State Rep. Ernie Yarbrough, R-Trinity, has announced his intention to bring a “universal school choice” bill in the 2024 legislative session.
Yarbrough hasn’t filed the bill yet, so the exact details are still up in the air. But Yarbrough said in his announcement that the bill would create Education Savings Accounts funded at about $7,000 annually – the amount the state spends on each student in the public school system – to any K-12 student in Alabama whose parents wish to participate. These funds could be used for any educational expense including tuition, textbooks, and transportation.
That sounds facially the same as such a school choice bill Yarbrough carried in the House during the past legislative session, the Parental Rights in Children’s Education (P.R.I.C.E.) Act, although Yarbrough’s announcement does not make any mention of the title.
Yarbrough’s bill didn’t gain any traction last session in the House, and Sen.

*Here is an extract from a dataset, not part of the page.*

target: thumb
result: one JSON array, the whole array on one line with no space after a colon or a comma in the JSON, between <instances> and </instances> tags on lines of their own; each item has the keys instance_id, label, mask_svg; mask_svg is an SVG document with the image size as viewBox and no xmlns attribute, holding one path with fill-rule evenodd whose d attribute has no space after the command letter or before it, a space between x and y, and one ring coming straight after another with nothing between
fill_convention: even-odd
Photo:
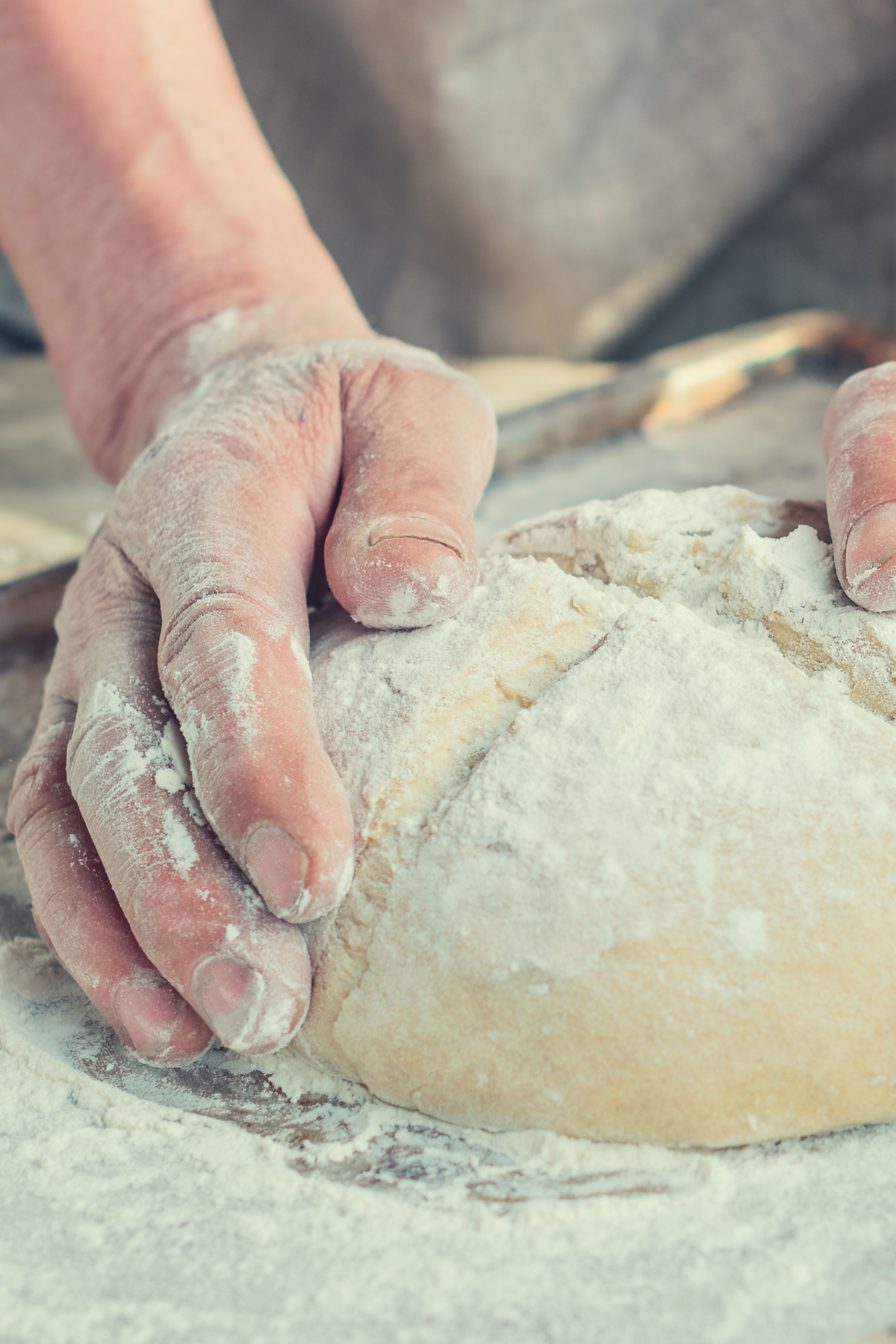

Larry Stutts, R-Tuscumbia, didn’t have much better luck with the legislation being kicked around in multiple committees before dying without a vote on the floor.
Stutts at the time accused leadership of maneuvering to kill the bill after the Education Policy Committee said it would need to first go to the Senate Education Finance committee because of its effect on the budget.
But things may have changed since then as the idea of creating an ESA program now has the backing of Gov. Kay Ivey, although she has not detailed her vision for the program.
“Gov. Ivey said she wants Alabama to be the most ‘school choice friendly state in the nation,’ and I’m here to help her deliver that to the people of our state,” Yarbrough said in a release. “We have the opportunity to maximize freedom in education and equip parents to choose what is best for their children.”
The bill would not require a mandatory test, as Yarbrough argues the government should not be restricting what the schools teach.
““If we say a school has to administer a test, that means we are telling them what they have to teach,” Yarbrough said. “The goal of school choice is to create freedom in education, not increase government involvement and control in education.”
The $7,000 per pupil funding proposal is apparently based on current funding per pupil in the public education system, but does not seem to account for the approximately 85,000 students currently in private or homeschooling that would suddenly have access to public tax dollars for their private education.
In conversations surrounding the P.R.I.C.E. Act during committee meetings during the previous session, proponents of the bill noted that only about 1 to 5 percent of currently enrolled public students would be expected to take advantage of the ESAs, which they said would prevent the program from harming public education funding.
But those numbers would implicate that about 80 percent of students taking advantage of the program would be students who are already either in private school or homeschool, so more tax money would be flowing out of the Education Trust Fund than would be offset by reducing enrollment at public schools.
“Adopting school choice for all kids is the number one thing lawmakers can do to improve the quality of education for Alabama’s students,” said Ted Patterson, listed as vice president of grassroots at American Action Fund in Yarbrough’s release. “For too long, we have adopted a one-size-fits-all approach to American education. When schools and educators compete for students this drives innovation and ultimately success in all sectors of society. School choice improves educational outcomes across the board.”
The group American Action Fund is not registered with the Alabama Secretary of State and its webpage in a placeholder. americanactionfund.org. However, the organization is listed as a special project of Young Americans for Liberty.
Young Americans for Liberty’s main source of funding is the Young Americans for Liberty Foundation, which donated $3.4 million in 2019. While YAL does not disclose other donors, tax filings confirm donations from the Americans for Prosperity Foundation ($40,000 in 2017), the Chase Foundation of Virginia ($10,000 in 2019), and the Charles Koch Foundation ($9,907 in 2019).
Young Americans for Liberty is also funded by student memberships, which are $10 a year as of 2022.